Elusive View State Errors - Part II

We've done some more troubleshooting of the elusive The viewstate is invalid for this page and might be corrupted error (see part I). Browser cache didn't seem to be the primary source of trouble even though its caching level did make a difference.

This error occurs pretty consistently when a user clicks a link in an email which takes him/her to our product. Or if you click the same link from a Word document, right off the bat a page would fail with the said error message. I decided to set IE's caching option to Every visit to the page. With this setting a page would fail consistently. With other caching options it was hit-or-miss. Weird.

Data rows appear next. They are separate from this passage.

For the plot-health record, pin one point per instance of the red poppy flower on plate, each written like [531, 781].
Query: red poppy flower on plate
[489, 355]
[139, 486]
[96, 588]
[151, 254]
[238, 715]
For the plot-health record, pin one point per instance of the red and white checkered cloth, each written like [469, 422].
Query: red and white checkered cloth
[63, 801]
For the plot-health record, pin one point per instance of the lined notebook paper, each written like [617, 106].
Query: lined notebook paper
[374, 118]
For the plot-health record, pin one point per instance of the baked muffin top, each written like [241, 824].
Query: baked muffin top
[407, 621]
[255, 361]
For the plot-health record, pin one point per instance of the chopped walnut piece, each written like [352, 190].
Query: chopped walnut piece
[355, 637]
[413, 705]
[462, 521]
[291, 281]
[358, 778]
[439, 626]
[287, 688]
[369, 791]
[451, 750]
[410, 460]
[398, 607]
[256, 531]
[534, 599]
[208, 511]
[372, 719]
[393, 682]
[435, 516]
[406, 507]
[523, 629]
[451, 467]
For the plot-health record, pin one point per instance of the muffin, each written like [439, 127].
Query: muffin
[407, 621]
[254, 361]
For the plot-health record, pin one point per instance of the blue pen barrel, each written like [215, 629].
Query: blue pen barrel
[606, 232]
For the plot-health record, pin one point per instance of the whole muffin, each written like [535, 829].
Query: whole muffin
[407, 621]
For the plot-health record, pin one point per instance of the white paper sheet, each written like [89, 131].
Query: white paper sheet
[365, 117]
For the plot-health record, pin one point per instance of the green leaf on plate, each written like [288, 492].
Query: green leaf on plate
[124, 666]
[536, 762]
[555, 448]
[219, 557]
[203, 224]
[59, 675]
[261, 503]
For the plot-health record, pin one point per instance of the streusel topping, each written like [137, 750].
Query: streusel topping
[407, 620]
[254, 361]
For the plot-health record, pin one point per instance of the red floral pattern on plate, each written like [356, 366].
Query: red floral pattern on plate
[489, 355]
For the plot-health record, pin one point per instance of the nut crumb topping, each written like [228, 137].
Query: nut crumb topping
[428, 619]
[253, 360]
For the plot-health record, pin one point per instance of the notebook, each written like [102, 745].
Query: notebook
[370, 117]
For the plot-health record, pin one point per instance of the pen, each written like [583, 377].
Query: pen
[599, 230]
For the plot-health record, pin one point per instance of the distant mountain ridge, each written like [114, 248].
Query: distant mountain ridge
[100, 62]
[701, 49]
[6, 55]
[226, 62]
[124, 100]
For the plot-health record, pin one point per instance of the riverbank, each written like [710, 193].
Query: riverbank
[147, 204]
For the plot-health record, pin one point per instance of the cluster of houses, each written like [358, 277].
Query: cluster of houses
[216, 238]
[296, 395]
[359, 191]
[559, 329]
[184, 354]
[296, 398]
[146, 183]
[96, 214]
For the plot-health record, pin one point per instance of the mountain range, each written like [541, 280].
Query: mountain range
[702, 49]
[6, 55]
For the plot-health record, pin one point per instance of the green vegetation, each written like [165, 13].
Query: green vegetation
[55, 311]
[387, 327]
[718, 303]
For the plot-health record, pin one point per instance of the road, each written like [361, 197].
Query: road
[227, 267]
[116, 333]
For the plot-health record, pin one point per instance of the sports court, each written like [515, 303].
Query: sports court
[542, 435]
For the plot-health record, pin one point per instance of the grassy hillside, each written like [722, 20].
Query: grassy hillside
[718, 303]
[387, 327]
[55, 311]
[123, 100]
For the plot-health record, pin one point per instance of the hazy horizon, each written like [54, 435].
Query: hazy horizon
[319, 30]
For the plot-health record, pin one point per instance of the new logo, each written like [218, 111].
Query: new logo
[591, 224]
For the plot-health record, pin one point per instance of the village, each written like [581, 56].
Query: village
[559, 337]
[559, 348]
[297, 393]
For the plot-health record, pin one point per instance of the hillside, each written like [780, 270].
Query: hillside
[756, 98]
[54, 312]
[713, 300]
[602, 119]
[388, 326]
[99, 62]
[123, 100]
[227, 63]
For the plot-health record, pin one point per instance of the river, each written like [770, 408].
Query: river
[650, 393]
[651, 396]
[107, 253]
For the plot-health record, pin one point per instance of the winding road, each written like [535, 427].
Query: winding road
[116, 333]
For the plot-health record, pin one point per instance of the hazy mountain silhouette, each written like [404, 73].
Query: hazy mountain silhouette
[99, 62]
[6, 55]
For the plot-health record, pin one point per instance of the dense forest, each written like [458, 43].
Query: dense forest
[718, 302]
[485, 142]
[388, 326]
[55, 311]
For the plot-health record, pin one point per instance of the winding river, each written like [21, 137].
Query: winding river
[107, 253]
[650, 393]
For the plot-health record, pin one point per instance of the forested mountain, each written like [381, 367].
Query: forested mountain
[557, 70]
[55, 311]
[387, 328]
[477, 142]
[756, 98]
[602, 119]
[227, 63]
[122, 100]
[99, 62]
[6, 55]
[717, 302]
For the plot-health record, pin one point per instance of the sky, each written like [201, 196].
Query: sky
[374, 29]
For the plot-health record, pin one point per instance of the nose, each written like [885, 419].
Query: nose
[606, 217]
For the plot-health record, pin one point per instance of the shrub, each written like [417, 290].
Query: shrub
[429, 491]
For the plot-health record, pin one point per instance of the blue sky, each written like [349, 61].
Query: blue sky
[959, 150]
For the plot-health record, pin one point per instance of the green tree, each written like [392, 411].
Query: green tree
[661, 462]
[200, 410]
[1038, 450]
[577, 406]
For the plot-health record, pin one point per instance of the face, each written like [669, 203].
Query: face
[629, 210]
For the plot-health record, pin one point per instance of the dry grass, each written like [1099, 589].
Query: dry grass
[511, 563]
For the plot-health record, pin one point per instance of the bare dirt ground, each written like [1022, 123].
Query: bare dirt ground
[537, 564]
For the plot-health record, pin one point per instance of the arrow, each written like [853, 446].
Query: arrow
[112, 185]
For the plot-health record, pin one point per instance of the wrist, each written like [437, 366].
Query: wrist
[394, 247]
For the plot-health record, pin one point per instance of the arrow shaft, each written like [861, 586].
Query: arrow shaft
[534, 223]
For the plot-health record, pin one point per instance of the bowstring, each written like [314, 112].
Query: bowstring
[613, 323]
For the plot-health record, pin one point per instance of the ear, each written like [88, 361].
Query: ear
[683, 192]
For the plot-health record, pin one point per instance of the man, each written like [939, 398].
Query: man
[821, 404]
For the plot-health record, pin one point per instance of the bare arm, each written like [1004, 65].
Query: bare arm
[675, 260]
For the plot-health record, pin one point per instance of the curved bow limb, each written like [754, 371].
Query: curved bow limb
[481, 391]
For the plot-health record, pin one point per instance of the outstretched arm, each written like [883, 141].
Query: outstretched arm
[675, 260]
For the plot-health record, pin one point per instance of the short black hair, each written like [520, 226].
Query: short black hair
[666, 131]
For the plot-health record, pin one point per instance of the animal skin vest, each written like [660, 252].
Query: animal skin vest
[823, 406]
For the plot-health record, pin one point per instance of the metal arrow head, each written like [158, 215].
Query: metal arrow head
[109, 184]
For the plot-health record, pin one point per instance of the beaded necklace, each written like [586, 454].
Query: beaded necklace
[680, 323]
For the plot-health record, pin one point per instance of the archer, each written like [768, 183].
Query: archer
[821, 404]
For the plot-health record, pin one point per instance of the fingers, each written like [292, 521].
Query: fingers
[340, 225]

I decided to look into our view state validation and encryption settings in web.config. To enforce maximum security of the view state we set a long validationKey and a long decryptionKey and have it 3DES encrypted. If you're new to this, see my article ASP.NET State Management: View State.

It is always encouraged to enable Message Authentication Code (MAC) validation by setting enableViewStateMac="true". It's a good idea to have it enabled to prevent spoofing attacks, but once I turned it off the error rate went down.

Here's what's bothering me: I have a gut feeling that the algorithm for calculating MAC is flaky when you hit a page from an email, or MS Word or some other external source. I don't know why changing enableViewStateMac makes a difference but it does. I don't know what ingredients go into the MAC sauce, or maybe a session is established differently, or the Referer header is taken into account or what. More digging is on the way.

Keep up the fight! When I first came across this problem I immediately suspected caching as the culprit as well. I'm testing a web app with various devices and browsers (desktops, laptops, PDAs, etc) and in particular I've noticed that certain PDAs are much more prone to encountering this error. They are usually the ones with older and "dumber" browsers than stubbornly insist on caching pages even when I include every anti-caching header under the sun. I suspected it was a matter of the PDA displaying a cached version of the page to the user with an old VIEWSTATE value, instead of the one returned by the web server. Then of course when the postback occurs the VIEWSTATE received by the server is not what it's expecting. But really my limited knowledge ends there. Good luck!